As I felt similarly confused with .transform
operation vs. .apply
I found a few answers shedding some light on the issue. This answer for example was very helpful.
My takeout so far is that .transform
will work (or deal) with Series
(columns) in isolation from each other. What this means is that in your last two calls:
df.groupby('A').transform(lambda x: (x['C'] - x['D']))
df.groupby('A').transform(lambda x: (x['C'] - x['D']).mean())
You asked .transform
to take values from two columns and 'it' actually does not 'see' both of them at the same time (so to speak). transform
will look at the dataframe columns one by one and return back a series (or group of series) 'made' of scalars which are repeated len(input_column)
times.
So this scalar, that should be used by .transform
to make the Series
is a result of some reduction function applied on an input Series
(and only on ONE series/column at a time).
Consider this example (on your dataframe):
zscore = lambda x: (x - x.mean()) / x.std() # Note that it does not reference anything outside of 'x' and for transform 'x' is one column.
df.groupby('A').transform(zscore)
will yield:
C D
0 0.989 0.128
1 -0.478 0.489
2 0.889 -0.589
3 -0.671 -1.150
4 0.034 -0.285
5 1.149 0.662
6 -1.404 -0.907
7 -0.509 1.653
Which is exactly the same as if you would use it on only on one column at a time:
df.groupby('A')['C'].transform(zscore)
yielding:
0 0.989
1 -0.478
2 0.889
3 -0.671
4 0.034
5 1.149
6 -1.404
7 -0.509
Note that .apply
in the last example (df.groupby('A')['C'].apply(zscore)

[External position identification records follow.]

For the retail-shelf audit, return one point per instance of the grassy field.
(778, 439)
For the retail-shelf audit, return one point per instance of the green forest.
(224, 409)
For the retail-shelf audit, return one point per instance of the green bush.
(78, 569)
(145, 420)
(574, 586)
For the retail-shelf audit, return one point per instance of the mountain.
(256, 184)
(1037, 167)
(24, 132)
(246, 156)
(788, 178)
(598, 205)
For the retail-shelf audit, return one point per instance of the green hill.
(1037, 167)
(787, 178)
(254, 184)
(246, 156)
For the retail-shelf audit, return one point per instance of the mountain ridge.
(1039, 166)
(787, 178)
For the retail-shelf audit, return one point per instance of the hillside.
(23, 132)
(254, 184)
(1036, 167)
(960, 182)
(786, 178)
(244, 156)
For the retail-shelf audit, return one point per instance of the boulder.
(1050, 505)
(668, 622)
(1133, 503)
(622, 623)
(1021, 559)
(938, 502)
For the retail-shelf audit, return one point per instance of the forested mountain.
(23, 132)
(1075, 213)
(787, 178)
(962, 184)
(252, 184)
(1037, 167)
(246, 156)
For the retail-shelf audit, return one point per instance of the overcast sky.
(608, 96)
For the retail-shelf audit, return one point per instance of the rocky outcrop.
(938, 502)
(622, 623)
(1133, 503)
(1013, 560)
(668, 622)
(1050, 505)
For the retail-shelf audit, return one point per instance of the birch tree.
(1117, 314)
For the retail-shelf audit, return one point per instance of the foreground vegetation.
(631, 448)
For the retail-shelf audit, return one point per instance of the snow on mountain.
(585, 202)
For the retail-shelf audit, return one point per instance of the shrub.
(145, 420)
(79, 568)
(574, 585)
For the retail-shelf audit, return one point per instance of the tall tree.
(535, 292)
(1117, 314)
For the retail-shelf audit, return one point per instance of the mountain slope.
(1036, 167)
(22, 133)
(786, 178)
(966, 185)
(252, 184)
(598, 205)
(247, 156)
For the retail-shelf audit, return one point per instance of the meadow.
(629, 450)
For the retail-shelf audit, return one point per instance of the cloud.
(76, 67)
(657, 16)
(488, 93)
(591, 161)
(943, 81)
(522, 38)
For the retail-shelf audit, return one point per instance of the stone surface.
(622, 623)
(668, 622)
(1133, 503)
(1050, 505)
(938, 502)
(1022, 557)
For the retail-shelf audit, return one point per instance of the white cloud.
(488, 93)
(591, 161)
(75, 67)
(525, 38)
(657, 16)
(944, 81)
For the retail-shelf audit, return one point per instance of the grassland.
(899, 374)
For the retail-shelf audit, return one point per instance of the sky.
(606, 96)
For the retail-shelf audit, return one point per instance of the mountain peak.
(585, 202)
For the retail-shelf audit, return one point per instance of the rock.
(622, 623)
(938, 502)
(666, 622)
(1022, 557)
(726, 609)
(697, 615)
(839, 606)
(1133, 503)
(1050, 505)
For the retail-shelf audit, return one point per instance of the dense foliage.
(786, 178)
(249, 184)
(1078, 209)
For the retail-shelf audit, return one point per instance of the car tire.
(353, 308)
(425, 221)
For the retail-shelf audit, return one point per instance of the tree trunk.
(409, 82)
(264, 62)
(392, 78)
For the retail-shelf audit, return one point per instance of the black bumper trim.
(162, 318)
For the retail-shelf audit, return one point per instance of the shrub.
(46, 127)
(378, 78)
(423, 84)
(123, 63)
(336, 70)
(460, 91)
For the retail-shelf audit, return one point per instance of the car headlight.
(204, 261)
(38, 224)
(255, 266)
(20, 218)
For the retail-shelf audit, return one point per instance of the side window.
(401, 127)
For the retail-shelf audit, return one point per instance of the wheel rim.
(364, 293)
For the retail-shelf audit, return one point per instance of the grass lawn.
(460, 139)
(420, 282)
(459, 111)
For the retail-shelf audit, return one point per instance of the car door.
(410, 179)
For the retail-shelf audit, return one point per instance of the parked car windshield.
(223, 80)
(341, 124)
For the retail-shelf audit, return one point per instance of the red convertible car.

) would work in exactly the same way, but it would fail if you tried using it on a dataframe:
df.groupby('A').apply(zscore)
gives error:
ValueError: operands could not be broadcast together with shapes (6,) (2,)
So where else is .transform
useful? The simplest case is trying to assign results of reduction function back to original dataframe.
df['sum_C'] = df.groupby('A')['C'].transform(sum)
df.sort('A') # to clearly see the scalar ('sum') applies to the whole column of the group
yielding:
A B C D sum_C
1 bar one 1.998 0.593 3.973
3 bar three 1.287 -0.639 3.973
5 bar two 0.687 -1.027 3.973
4 foo two 0.205 1.274 4.373
2 foo two 0.128 0.924 4.373
6 foo one 2.113 -0.516 4.373
7 foo three 0.657 -1.179 4.373
0 foo one 1.270 0.201 4.373
Trying the same with .apply
would give NaNs
in sum_C
.
Because .apply
would return a reduced Series
, which it does not know how to broadcast back:
df.groupby('A')['C'].apply(sum)
giving:
A
bar 3.973
foo 4.373
There are also cases when .transform
is used to filter the data:
df[df.groupby(['B'])['D'].transform(sum) < -1]
A B C D
3 bar three 1.287 -0.639
7 foo three 0.657 -1.179
I hope this adds a bit more clarity.